Schöne Idee, warum soll ich als satter, zufriedener Verbraucher etwas an einem System ändern wollen, das mich doch eben satt und zufrieden gemacht hat?
Weil Sie sensorisch Freude haben werden an mehr Variantenreichtum. Wenn wir zu einem System kommen, in dem regionaler produziert und in den Supermärkten angeboten wird, dann gewinnen Sie deutlich mehr Diversität! Wir sehen schon heute zahlreiche neue Kreationen, und die Freude am Mitgestalten und am Genuss wächst.
Dem Verbraucher versprechen Sie mehr Vielfalt, mehr Genuss. Was ist der Anreiz für die Wirtschaft, mehr Veränderung zu wagen?
Stabilere Lieferketten! Und Zukunftssicherheit! Ich warte auf die Unternehmerin und den Unternehmer, die in der Lage sind, so vorausschauend zu denken, dass sie heute schon den Tag vorwegnehmen, wenn die Gesetzgebung auch im Lebensmittelbereich insgesamt regulierend eingreifen wird. Oder ihnen die nächste Krise eine Grundlage entzieht, die sie bis gestern noch für gesichert hielten, in unserem globalen komplexen Netz.
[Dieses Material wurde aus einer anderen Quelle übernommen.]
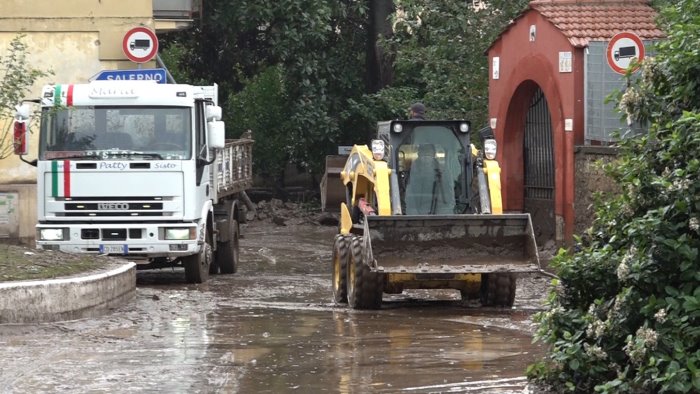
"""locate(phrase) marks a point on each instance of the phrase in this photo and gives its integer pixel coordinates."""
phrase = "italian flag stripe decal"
(69, 98)
(60, 179)
(57, 95)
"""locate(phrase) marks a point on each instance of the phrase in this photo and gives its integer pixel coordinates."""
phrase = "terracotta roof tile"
(582, 21)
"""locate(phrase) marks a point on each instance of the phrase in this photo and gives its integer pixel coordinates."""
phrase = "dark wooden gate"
(539, 168)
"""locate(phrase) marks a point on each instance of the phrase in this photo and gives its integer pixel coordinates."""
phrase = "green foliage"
(317, 48)
(628, 305)
(262, 106)
(440, 50)
(16, 78)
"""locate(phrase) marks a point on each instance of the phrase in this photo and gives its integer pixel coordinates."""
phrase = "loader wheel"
(227, 252)
(197, 266)
(364, 286)
(498, 289)
(341, 253)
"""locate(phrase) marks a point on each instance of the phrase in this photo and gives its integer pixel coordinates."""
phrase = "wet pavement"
(272, 327)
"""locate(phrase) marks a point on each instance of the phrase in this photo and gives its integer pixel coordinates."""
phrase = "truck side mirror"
(213, 112)
(216, 134)
(19, 141)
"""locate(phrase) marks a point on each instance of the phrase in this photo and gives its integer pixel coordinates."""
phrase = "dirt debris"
(283, 213)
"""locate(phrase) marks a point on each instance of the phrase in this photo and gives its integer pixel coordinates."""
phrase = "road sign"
(140, 44)
(145, 74)
(622, 49)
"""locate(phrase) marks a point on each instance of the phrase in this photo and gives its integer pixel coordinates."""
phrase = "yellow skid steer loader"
(423, 210)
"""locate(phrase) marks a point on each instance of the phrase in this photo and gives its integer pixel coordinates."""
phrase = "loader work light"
(378, 149)
(490, 148)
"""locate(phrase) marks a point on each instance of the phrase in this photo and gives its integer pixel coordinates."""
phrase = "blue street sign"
(144, 74)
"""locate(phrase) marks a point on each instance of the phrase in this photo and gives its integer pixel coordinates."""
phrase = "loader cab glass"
(109, 133)
(430, 173)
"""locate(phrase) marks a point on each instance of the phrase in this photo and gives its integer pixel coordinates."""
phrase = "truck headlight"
(180, 233)
(53, 234)
(490, 148)
(378, 149)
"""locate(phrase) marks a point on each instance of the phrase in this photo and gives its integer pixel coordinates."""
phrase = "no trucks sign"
(140, 44)
(622, 49)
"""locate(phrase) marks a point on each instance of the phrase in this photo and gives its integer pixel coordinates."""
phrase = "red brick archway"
(526, 77)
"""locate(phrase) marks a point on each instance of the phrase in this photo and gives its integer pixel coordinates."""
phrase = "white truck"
(141, 170)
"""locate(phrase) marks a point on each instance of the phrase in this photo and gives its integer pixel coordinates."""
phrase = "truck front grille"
(88, 207)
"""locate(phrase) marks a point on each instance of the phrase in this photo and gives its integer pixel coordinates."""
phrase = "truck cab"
(136, 169)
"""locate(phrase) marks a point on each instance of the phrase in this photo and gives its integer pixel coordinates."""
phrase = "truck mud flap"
(451, 244)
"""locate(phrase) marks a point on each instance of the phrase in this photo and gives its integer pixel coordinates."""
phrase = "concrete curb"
(67, 298)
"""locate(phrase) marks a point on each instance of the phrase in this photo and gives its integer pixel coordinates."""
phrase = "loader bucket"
(332, 188)
(453, 244)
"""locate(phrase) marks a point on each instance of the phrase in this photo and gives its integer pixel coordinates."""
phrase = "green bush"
(625, 316)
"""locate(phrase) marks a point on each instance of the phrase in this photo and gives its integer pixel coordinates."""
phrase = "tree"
(341, 66)
(626, 314)
(440, 51)
(16, 78)
(315, 47)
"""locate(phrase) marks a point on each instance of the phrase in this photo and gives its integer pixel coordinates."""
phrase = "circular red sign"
(140, 44)
(622, 48)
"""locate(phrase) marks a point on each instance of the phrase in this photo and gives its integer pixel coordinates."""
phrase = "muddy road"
(273, 327)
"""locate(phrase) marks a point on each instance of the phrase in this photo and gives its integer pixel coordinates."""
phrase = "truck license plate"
(114, 249)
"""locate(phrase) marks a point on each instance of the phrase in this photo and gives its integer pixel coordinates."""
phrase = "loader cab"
(433, 164)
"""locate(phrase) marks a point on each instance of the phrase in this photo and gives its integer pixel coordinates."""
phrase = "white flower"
(660, 315)
(595, 351)
(648, 336)
(623, 270)
(596, 329)
(694, 224)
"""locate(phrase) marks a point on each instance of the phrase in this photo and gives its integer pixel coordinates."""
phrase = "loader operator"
(430, 187)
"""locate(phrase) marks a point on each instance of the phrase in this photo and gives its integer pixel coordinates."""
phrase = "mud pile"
(282, 213)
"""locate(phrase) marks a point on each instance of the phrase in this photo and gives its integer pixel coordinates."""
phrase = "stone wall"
(590, 178)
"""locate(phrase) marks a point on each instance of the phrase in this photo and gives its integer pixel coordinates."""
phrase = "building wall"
(591, 179)
(525, 64)
(75, 39)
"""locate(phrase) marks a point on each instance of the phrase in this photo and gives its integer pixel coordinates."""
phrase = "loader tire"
(341, 254)
(364, 286)
(498, 290)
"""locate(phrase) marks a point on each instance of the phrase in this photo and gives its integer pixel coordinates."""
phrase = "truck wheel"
(341, 253)
(227, 252)
(364, 286)
(498, 289)
(197, 266)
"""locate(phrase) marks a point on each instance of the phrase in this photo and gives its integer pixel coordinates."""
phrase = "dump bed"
(232, 171)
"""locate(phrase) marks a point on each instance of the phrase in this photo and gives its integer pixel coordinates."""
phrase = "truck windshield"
(136, 133)
(430, 158)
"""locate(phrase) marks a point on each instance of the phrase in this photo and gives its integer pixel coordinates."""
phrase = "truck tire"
(498, 289)
(227, 252)
(364, 286)
(197, 266)
(341, 254)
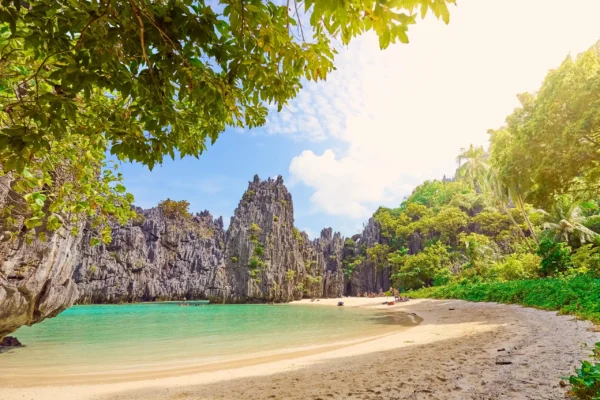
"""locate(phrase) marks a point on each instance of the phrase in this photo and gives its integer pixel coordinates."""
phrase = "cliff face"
(261, 257)
(154, 258)
(35, 276)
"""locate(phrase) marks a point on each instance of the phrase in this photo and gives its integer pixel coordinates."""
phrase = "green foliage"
(249, 195)
(549, 146)
(298, 236)
(585, 384)
(421, 269)
(255, 263)
(556, 257)
(175, 209)
(349, 265)
(577, 296)
(290, 274)
(255, 229)
(378, 255)
(473, 167)
(567, 223)
(516, 267)
(148, 79)
(586, 260)
(259, 251)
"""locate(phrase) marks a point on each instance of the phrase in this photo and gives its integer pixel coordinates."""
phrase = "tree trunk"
(522, 207)
(507, 212)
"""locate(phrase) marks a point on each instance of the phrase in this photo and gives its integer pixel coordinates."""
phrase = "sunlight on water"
(110, 337)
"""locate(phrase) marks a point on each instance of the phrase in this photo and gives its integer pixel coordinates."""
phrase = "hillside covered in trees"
(528, 207)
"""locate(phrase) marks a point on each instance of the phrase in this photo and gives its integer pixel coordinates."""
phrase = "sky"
(384, 121)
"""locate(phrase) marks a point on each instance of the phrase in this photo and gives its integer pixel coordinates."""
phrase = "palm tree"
(566, 223)
(501, 197)
(473, 167)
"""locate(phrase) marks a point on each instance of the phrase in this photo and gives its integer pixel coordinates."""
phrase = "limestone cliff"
(155, 257)
(35, 275)
(261, 257)
(366, 277)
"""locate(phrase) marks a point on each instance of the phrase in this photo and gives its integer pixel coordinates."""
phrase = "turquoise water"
(100, 338)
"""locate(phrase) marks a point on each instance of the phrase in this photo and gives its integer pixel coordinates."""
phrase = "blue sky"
(385, 120)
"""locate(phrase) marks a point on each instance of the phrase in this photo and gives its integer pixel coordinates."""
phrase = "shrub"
(255, 263)
(577, 296)
(290, 274)
(586, 260)
(254, 228)
(585, 384)
(298, 235)
(175, 209)
(515, 267)
(249, 195)
(556, 257)
(349, 242)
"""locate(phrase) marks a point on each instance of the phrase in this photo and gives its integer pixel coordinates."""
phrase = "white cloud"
(401, 115)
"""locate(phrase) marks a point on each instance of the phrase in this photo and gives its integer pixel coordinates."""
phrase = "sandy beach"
(460, 350)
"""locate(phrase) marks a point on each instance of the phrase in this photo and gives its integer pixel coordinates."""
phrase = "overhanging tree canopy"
(145, 79)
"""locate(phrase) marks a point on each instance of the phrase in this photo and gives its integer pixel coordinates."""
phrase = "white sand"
(451, 355)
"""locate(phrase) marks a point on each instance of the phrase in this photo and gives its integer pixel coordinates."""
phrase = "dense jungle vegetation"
(143, 80)
(520, 222)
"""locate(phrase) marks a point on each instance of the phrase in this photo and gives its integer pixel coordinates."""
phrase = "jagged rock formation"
(261, 257)
(154, 258)
(367, 277)
(35, 276)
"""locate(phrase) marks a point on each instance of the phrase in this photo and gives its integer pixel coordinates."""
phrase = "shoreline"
(460, 323)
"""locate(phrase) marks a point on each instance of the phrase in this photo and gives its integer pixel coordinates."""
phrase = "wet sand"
(452, 354)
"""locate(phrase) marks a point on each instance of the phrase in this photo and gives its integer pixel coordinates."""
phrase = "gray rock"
(35, 276)
(260, 258)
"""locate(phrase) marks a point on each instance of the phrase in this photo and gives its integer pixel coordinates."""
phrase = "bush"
(515, 267)
(298, 236)
(290, 274)
(175, 209)
(586, 260)
(556, 257)
(577, 296)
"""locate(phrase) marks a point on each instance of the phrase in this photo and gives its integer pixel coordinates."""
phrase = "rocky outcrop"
(152, 258)
(366, 277)
(261, 257)
(35, 275)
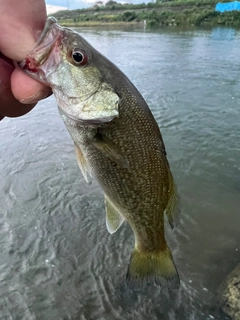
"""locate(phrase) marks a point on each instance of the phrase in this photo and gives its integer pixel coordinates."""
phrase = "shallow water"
(57, 260)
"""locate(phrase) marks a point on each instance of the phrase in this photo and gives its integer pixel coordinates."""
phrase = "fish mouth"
(45, 55)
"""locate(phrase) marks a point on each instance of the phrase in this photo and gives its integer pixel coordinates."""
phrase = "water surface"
(57, 260)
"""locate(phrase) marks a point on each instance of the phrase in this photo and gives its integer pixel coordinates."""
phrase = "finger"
(9, 106)
(26, 89)
(17, 36)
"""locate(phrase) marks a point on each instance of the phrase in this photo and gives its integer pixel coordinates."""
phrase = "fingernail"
(42, 94)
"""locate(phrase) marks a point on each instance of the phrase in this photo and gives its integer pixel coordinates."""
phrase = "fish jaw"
(81, 93)
(46, 54)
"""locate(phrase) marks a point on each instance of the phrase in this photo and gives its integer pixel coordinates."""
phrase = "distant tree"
(99, 4)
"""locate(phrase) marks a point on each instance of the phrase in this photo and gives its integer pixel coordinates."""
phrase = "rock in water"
(229, 294)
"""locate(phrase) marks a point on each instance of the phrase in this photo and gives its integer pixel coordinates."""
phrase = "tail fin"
(154, 267)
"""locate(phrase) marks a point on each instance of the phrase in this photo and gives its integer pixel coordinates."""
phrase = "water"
(57, 260)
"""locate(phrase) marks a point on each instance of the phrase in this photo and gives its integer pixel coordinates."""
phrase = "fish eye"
(79, 57)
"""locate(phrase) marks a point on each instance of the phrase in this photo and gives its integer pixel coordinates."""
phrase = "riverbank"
(154, 14)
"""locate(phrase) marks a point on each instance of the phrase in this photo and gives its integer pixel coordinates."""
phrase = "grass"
(181, 12)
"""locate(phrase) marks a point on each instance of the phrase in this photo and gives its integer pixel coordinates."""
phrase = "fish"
(117, 142)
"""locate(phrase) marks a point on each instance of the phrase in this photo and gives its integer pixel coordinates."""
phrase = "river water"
(57, 260)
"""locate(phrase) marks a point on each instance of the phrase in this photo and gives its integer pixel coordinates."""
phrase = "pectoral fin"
(82, 163)
(111, 150)
(114, 219)
(102, 106)
(173, 208)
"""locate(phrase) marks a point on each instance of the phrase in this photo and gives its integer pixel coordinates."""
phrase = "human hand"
(20, 22)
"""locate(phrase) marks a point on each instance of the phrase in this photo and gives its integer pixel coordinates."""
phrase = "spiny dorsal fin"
(114, 219)
(173, 208)
(82, 163)
(110, 149)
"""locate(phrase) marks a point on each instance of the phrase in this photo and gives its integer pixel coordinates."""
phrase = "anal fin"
(82, 163)
(114, 219)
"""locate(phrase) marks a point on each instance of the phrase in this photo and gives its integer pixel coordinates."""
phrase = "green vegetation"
(181, 12)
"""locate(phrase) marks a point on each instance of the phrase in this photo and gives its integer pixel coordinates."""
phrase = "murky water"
(57, 260)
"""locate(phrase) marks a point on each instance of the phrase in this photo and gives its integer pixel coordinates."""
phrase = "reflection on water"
(57, 260)
(223, 33)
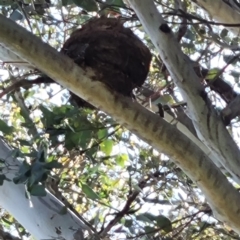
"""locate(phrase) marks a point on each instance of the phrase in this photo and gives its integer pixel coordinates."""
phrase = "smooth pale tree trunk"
(41, 216)
(221, 12)
(208, 124)
(148, 126)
Ist Resilienz also machbar?
Klar. Und mehr noch: Sie muss machbar sein. Dafür werden zwar tiefgreifende Veränderungen nötig sein. Die haben aber einen Riesenvorteil: Sie haben das Potenzial, unsere Lebensqualität insgesamt zu verbessern. Wenn wir Beispiele schaffen, die das vorleben, dann setzt sich das fort wie ein Keim. Und wächst. Und gedeiht.